Thursday 21 November 2013

“A Personal Perspective on the Origin(s) and Development of “Big Data”:

GOOD with numbers? Fascinated by data? The sound you hear is opportunity knocking. Mo Zhou was snapped up by I.B.M. last summer, as a freshly minted Yale M.B.A. to join the technology company’s fast-growing ranks of data consultants. They help businesses make sense of an explosion of data — Web traffic and social network comments, as well as software and sensors that monitor shipments, suppliers and customers — to guide decisions, trim costs and lift sales. “I’ve always had a love of numbers,” says Ms. Zhou, whose job as a data analyst suits her skills.  To exploit the data flood, America will need many more like her. A report last year by the McKinsey Global Institute, the research arm of the consulting firm, projected that the United States needs 140,000 to 190,000 more workers with “deep analytical” expertise and 1.5 million more  data-literate managers, whether retrained or hired.  The impact of data abundance extends well beyond business. Justin Grimmer, for example, is one of the new breed of political scientists. A 28year-old assistant professor at Stanford, he combined math with political science in his undergraduate and graduate studies, seeing “an Opportunity because the discipline is becoming increasingly data-intensive.” His research involves the computer-automated analysis of blog postings, Congressional speeches and press releases, and news articles, looking for insights into how political ideas spread.  But the march of quantification, made possible by enormous new sources of data, will sweep through academia, business and government. There is no area that is going to be untouched.”  Welcome to the Age of Big Data. The new mega rich of Silicon Valley, first at Google and now Facebook, are masters at harnessing the data of the Web — online searches, posts and messages with Internet advertising.

What is Big Data? A meme and a marketing term, for sure, but also shorthand for advancing trends in technology that open the door to a new approach to understanding the world and making decisions. There is a lot more data, all the time, growing at 50 percent a year, or more than doubling every two years, estimates IDC, a technology research firm. It’s not just more streams of data, but entirely new ones. For example, there are now countless digital sensors worldwide in industrial equipment, automobiles, electrical meters and shipping crates.

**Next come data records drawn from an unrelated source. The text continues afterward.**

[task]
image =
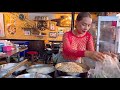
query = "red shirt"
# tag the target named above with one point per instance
(74, 46)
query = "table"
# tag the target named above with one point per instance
(8, 54)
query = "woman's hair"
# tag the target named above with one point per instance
(81, 15)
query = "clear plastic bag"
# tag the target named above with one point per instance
(109, 68)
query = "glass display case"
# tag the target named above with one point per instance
(108, 34)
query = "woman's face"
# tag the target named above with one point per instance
(84, 25)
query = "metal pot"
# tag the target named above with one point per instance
(33, 75)
(83, 74)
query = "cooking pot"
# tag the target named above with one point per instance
(33, 75)
(4, 68)
(82, 74)
(43, 69)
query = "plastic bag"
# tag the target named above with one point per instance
(109, 68)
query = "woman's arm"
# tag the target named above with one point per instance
(90, 44)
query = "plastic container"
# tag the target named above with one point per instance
(1, 47)
(7, 48)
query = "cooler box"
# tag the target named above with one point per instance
(1, 47)
(7, 48)
(22, 43)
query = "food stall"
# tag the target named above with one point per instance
(52, 31)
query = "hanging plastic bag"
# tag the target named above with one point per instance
(109, 68)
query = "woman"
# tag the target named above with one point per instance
(79, 42)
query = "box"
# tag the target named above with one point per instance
(1, 47)
(7, 48)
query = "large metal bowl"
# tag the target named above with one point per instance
(33, 75)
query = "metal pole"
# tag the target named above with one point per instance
(72, 21)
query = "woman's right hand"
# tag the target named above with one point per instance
(95, 55)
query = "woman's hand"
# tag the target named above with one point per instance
(111, 54)
(95, 55)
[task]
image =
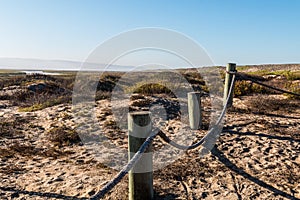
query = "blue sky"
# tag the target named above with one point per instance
(241, 31)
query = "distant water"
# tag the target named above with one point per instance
(40, 72)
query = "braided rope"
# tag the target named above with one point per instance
(110, 185)
(41, 194)
(212, 134)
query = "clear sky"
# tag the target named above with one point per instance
(241, 31)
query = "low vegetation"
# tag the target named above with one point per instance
(63, 135)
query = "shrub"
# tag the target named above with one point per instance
(63, 136)
(293, 87)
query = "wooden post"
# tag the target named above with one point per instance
(231, 67)
(194, 108)
(141, 175)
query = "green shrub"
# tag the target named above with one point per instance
(149, 89)
(293, 87)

They can
Measure and communicate location, movement, vibration, temperature, humidity, even chemical changes in the air.  Link these communicating sensors to computing intelligence and you see the rise of what is called the Internet of Things or the Industrial Internet. Improved access to information is also fueling the Big Data trend. For example, government data — employment figures and other information — has been steadily migrating onto the Web. In 2009, Washington opened the data doors further by starting Data.gov, a Web site that makes all kinds of government data accessible to the public.  Data is not only becoming more available but also more understandable to computers. Most of the Big Data surge is data in the wild unruly stuff like words, images and video on the Web and those streams of sensor data. It is called unstructured data and is not typically grist for traditional databases. 
To grasp the potential impact of Big Data, look to the microscope, says Erik Brynjolfsson, an economist at Massachusetts Institute of Technology’s Sloan School of Management. The microscope, invented four centuries ago, allowed people to see and measure things as never
before — at the cellular level. It was a revolution in measurement.  Google searches, Face book posts and Twitter messages, for example, make it possible to measure behavior and sentiment in fine detail and as it happens.  The predictive power of Big Data is being explored — and shows promise — in fields like public health, economic development and economic forecasting. Researchers have found a spike in Google search requests for terms like “flu symptoms” and “flu treatments” a couple of weeks before there is an increase in flu patients coming to hospital emergency rooms in a region (and emergency room reports usually lag behind visits by two weeks or so). 
 In economic forecasting, research has shown that trends in increasing or decreasing volumes of housing-related search queries in Google are a more accurate predictor of house sales in the next quarter than the forecasts of real estate economists. The Federal Reserve, among others, has
taken notice. In July, the National Bureau of Economic Research is holding a workshop on “Opportunities in Big Data” and its implications for the economics profession.  Big Data is already transforming the study of how social networks function.

Today, social-network research involves mining huge digital data sets of collective behavior online. Among the findings: people whom you know but don’t communicate with often — “weak ties,” in sociology — are the best sources of tips about job openings. They travel in slightly different social worlds than close friends, so they see opportunities you and your best friends do not.  Big Data has its perils, to be sure. With huge data sets and fine-grained measurement, statisticians and computer scientist’s note, there is increased risk of “false discoveries.” The trouble with seeking a meaningful needle in massive haystacks of data, says Trevor Hastie, a statistics professor at Stanford, is that “many bits of straw look like needles.” 
Big Data also supplies more raw materials for statistical shenanigans and biased fact-finding excursions.

Data is tamed and understood using computer and mathematical models. These models, like metaphors in literature, are explanatory simplifications. They are useful for understanding, but they have their limits. A model might spot a correlation and draw a statistical inference that is unfair or discriminatory, based on online searches, affecting the products, bank loans and health insurance a person is offered, privacy advocates warn.